Riceviamo e volentieri pubblichiamo

Caro Presidente del Consiglio,

nonostante siano trascorsi alcuni decenni, le ferite del “duello a sinistra” continuano a sanguinare. I pregiudizi, l’incapacità di guardare con obiettività ed autocritica ad un passato che sembra non passare, sono limiti palesi di una certa sinistra finanche di nuovo conio.

Anche se il tempo, da sempre galantuomo, e la recente storiografia rendono sempre più omaggio alla verità ed archiviano le menzogne di Stato su Craxi, in pochi, ancora, hanno avuto il coraggio e l’onestà intellettuale di fare i conti con la sua storia e la sua lezione.
Seppur con grande sforzo, di alcuni, provo a comprenderne le ragioni.
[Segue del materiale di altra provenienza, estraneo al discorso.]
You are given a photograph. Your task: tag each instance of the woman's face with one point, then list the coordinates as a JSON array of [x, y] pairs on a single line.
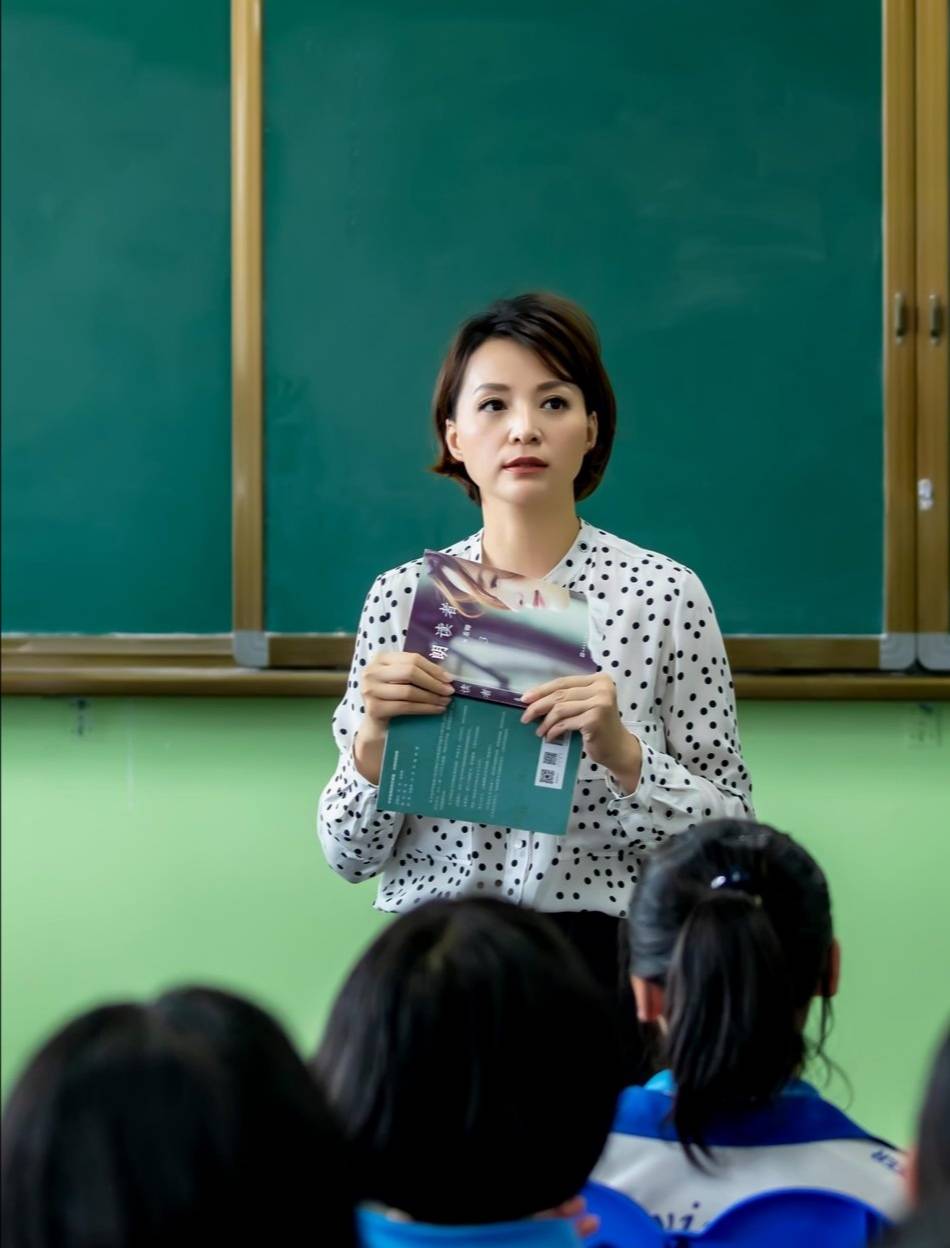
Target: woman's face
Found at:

Per i figliocci di Berlinguer, cresciuti alle Frattocchie a pane e comunismo, Craxi, impersonando quella sinistra “normale” perché moderna, riformista ed europea, rappresentò un nemico da abbattere in quanto metteva in discussione la loro stessa esistenza politica.
Anziché scegliere la strada del revisionismo e dell’unità socialista, scelsero la barbarie giustizialista, condannando la sinistra post-comunista e democristiana ad un ventennio di sconfitte e di subalternità.

Ciò che invece non riesco a comprendere è l’avversità a priori, quasi come fosse un dogma da ossequiare, di chi non visse quella storia, quella stagione, e si presenta come il nuovo, come il cambiamento, parodiando proprio quella sinistra che Craxi rappresentò in Italia ed in Europa.
Le sue parole su Craxi nel corso della trasmissione “Che tempo che fa”, sono pertanto la palingenesi del cattocomunismo e la contraddizione incarnata.

Rivendica per sé il ruolo del modernizzatore, del rappresentate della sinistra riformista e socialdemocratica, guarda a Blair (che per sua ammissione si ispirò a “meriti e bisogni”), venera Clinton (Craxi fu il primo a parlare di internazionale democratica) e poi sceglie “ovviamente” Berlinguer, che fu un grande leader carismatico, ma non certo un riformista!
Al di là dell’opportunismo e della spicciola convenienza – peculiarità di chi non ha cultura e principi di riferimento – e dell’ignoranza storica appalesata, la sua scelta tradisce la nuova cultura del Pd che, purtroppo, sa tanto di vecchio.

Chi non conosce, non comprende e non analizza il passato, può vivere un fastoso presente, ma non può tracciare l’orizzonte del futuro. Il compito di un politico, di un vero leader, è poi anche quello di prevedere il domani.

Per questo spero che vorrà leggere il libro, con le note e gli appunti inediti di Bettino da Hammamet che mi sono premurata di farle recapitare a Palazzo Chigi. Troverà non un libro di memorie, ma dei testi che hanno l’afflato del futuro.

Non solo potrà così provare a capire chi era Craxi e cosa sia il riformismo, ma potrà trarne utili spunti per la sua azione di governo che, propositi e dichiarazioni a parte, sembra come un’oasi nel deserto.